More direct evidence of that fact comes from a February 2026 poll from Bowling Green State University that surveyed 1,200 American Voters over the course of 5 days. Only 18% of respondents said that they believed that the Founding Fathers would be “very” or “somewhat” satisfied with the present state of American Government. 54% of respondents said that they would be very dissatisfied. But not all hope is lost. The respondents of that same poll were evenly split between believing that America’s best days were ahead of us or behind us.

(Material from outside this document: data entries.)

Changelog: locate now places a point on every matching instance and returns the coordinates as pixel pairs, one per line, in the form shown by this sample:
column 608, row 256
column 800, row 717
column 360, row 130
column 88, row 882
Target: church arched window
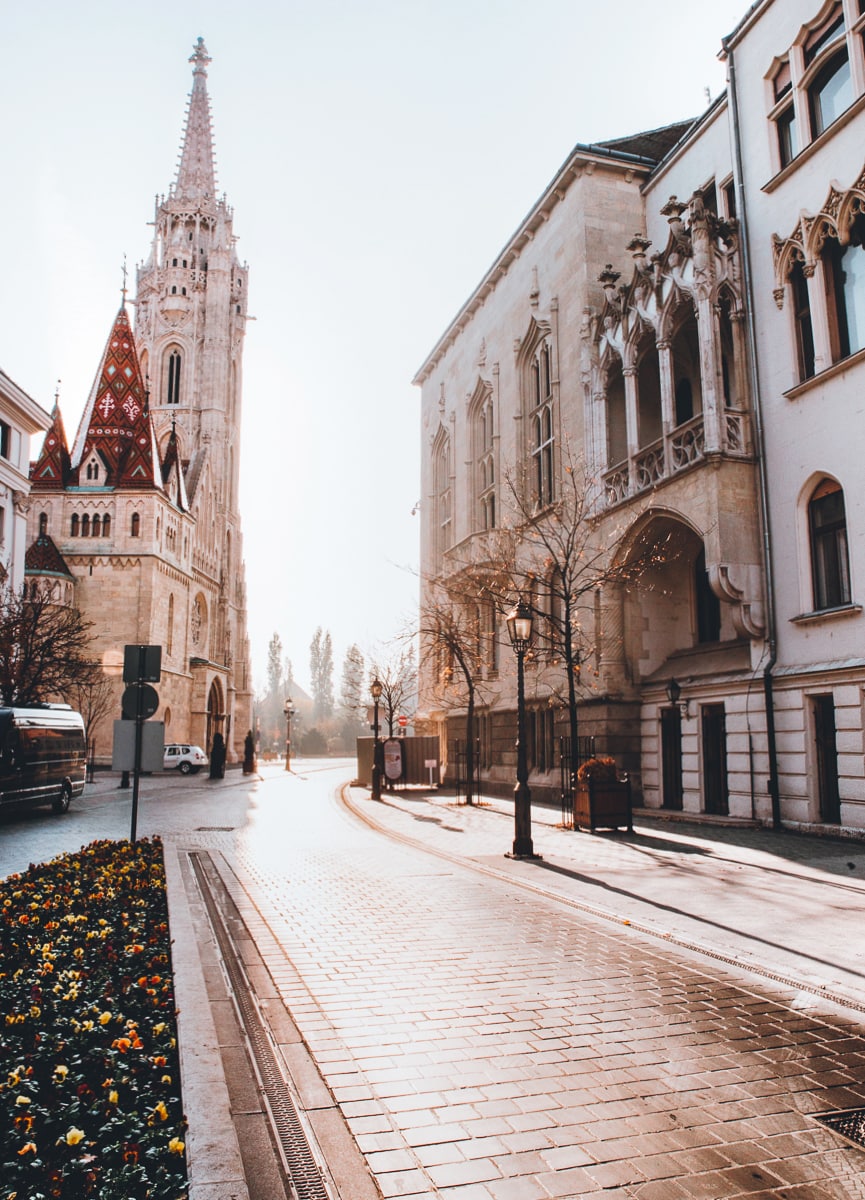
column 173, row 377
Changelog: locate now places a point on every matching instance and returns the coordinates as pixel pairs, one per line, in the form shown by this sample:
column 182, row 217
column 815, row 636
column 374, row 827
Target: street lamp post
column 520, row 630
column 288, row 709
column 376, row 689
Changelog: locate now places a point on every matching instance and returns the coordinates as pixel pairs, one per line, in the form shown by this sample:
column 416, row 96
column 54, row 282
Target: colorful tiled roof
column 43, row 558
column 52, row 468
column 116, row 421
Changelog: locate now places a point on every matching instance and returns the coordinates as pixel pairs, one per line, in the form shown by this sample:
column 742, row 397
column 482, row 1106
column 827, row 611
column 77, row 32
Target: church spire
column 196, row 181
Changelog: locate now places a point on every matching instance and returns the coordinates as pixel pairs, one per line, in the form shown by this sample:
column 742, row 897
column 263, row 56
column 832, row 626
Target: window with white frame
column 442, row 487
column 828, row 532
column 173, row 370
column 815, row 82
column 844, row 273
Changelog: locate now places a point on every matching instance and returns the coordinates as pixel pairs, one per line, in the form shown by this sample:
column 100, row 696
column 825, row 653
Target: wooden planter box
column 605, row 804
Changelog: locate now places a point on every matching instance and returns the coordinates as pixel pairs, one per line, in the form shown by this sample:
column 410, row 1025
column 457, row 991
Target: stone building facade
column 142, row 510
column 20, row 418
column 647, row 322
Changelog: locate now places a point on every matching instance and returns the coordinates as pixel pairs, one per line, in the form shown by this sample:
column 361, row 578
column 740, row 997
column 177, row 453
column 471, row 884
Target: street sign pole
column 137, row 768
column 140, row 664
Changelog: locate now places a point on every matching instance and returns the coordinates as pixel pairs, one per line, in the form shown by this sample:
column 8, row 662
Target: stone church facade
column 138, row 519
column 667, row 317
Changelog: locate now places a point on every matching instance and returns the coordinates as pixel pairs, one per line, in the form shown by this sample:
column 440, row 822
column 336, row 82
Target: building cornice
column 583, row 159
column 31, row 414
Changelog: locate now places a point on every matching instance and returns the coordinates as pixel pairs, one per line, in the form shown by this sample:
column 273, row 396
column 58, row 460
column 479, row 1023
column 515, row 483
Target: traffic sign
column 142, row 664
column 132, row 707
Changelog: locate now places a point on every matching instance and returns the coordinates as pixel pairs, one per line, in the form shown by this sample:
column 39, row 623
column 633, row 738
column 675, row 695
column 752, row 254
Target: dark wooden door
column 671, row 757
column 714, row 726
column 827, row 759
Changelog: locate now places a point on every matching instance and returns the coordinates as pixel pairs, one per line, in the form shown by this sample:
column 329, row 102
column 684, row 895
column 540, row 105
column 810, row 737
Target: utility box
column 416, row 754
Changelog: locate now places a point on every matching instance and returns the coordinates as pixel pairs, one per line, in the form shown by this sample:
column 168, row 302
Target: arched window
column 688, row 395
column 830, row 93
column 708, row 606
column 173, row 378
column 725, row 328
column 541, row 435
column 442, row 485
column 829, row 562
column 617, row 419
column 844, row 268
column 802, row 319
column 648, row 393
column 169, row 635
column 485, row 460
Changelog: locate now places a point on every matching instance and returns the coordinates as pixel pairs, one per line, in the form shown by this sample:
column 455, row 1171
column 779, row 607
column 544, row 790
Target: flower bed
column 89, row 1077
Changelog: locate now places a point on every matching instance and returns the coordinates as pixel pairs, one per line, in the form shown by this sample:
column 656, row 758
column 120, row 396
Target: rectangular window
column 787, row 136
column 802, row 316
column 728, row 191
column 830, row 94
column 829, row 547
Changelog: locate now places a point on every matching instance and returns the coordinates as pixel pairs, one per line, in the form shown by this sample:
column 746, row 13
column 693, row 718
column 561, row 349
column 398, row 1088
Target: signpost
column 142, row 666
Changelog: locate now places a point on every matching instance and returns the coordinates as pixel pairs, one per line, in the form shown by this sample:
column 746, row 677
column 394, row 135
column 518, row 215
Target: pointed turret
column 114, row 444
column 52, row 468
column 196, row 184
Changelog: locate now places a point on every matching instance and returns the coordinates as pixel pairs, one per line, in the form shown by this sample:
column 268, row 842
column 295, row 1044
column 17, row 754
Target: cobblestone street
column 499, row 1030
column 490, row 1043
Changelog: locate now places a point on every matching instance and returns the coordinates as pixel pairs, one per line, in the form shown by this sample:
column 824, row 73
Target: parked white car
column 185, row 759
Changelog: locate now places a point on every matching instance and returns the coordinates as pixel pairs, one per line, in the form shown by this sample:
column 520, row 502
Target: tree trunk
column 470, row 747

One explanation for this could be the distrust in America's institutions. In 1964, under President Lyndon B. Johnson, 77% of Americans said that they trusted the government in Washington to do what is right just about always or most of the time. 1964 is an important year for American trust, because it came just before the United States began ramping up its involvement in the conflict in Vietnam. During the war, there was overwhelming evidence of US-led or ally-led war crimes, but perhaps more importantly, falsification of the war narrative by the Johnson administration. By 1970 (under Nixon), public trust fell to 54%. But what happened next was more detrimental to the already strained relationship between the American people and their government. Watergate. Nixon resigned, and by 1974, trust in the Federal government had fallen to 36%, a 41% decrease in a decade. Today, it’s sitting at 17%, and hasn’t really changed much since the late 2000s.
For more than half a century, each political crisis has chipped away at public confidence in the institutions meant to govern the nation. Rebuilding that trust may prove to be one of the defining challenges of the next generation of American politics.